From time to time it will be necessary to do a slight bit of editing in order to clean up the data we want to work with. In the following example we will be working with the DNA sequence listed below. The task is to clean it up - get rid of the numbers and spaces - and we want to do as little work as possible.

        1 AACGGGCACG GGACGCATGT AGCTGGAACA GTGGCAGCCG TAAATAATAA TGGTATCGGA
       61 GTTGCCGGGG TTGCAGGAGG AAACGGCTCT ACCAATAGTG GAGCAAGGTT AATGTCCACA
      121 CAAATTTTTA ATAGTGATGG GGATTATACA AATAGCGAAA CTCTTGTGTA CAGAGCCATT
      181 GTTTATGGTG CAGATAACGG AGCTGTGATC TCGCAAAATA GCTGGGGTAG TCAGTCTCTG
      241 ACTATTAAGG AGTTGCAGAA AGCTGCGATC GACTATTTCA TTGATTATGC AGGAATGGAC
      301 GAAACAGGAG AAATACAGAC AGGCCCTATG AGGGGAGGTA TATTTATAGC TGCCGCCGGA
      361 AACGATAACG TTTCCACTCC AAATATGCCT TCAGCTTATG AACGGGTTTT AGCTGTGGCC
      421 TCAATGGGAC CAGATTTTAC TAAGGCAAGC TATAGCACTT TTGGAACATG GACTGATATT
      481 ACTGCTCCTG GCGGAGATAT TGACAAATTT GATTTGTCAG AATACGGAGT TCTCAGCACT
      541 TATGCCGATA ATTATTATGC TTATGGAGAG GGAACATCCA TGGCTTGTCC ACATGTCGCC
      601 GGCGCCGCC

Open a new jEdit window and paste in the entire block of text.

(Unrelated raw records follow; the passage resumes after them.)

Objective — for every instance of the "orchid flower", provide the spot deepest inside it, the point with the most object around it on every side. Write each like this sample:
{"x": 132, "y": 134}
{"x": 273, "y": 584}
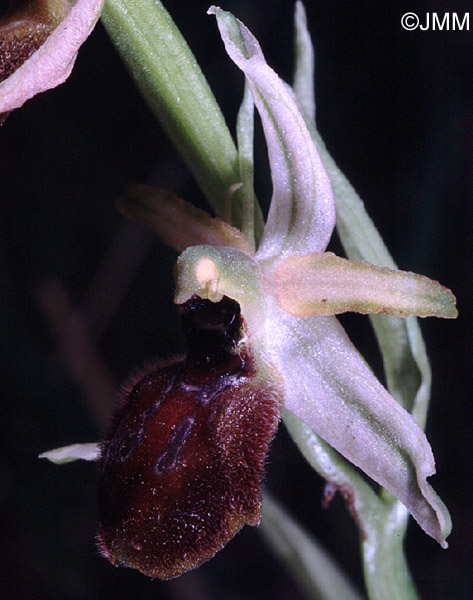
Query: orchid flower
{"x": 39, "y": 46}
{"x": 288, "y": 289}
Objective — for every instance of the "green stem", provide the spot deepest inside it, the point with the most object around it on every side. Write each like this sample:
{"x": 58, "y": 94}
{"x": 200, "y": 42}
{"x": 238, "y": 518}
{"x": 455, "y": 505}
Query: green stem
{"x": 386, "y": 572}
{"x": 171, "y": 82}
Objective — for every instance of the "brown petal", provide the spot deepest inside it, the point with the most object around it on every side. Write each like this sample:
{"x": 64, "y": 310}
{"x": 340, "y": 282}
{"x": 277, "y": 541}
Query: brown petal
{"x": 178, "y": 223}
{"x": 182, "y": 471}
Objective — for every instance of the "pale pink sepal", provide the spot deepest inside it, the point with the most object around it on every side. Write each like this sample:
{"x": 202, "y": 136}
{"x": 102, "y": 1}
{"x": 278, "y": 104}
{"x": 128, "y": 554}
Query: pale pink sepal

In order to get rid of the numbers we can use a handy feature of jEdit called Block Selection (the difference between "normal" line selection and block selection is illustrated above) - simply hold down Control (Windows+Linux) / CMD (Mac) while dragging the pointer to select a block. Select the block containing the numbers and hit delete.

Next we want to remove the spaces: Open the find dialog (Control F / CMD F). Notice that there are a ton of advanced options - we can safely ignore them for this simple purpose. Make sure that "Search in" is set to "Current buffer" (alternatively you can just select all the text and search in the selection). In the "Search for" field simply enter a single space - and hit "Replace all" to see all the spaces to disappear in a puff of smoke.

QUESTION 4: Paste in the cleaned up DNA sequence in you report.

Conclusion

This concludes the short introduction to text-editors. When ever you work with "strange" sequence files during the course, remember that you can always inspect them using jEdit, to find out what's really in there. The same hold true for other text based format such as the ones used for phylogentic trees, as we will see later.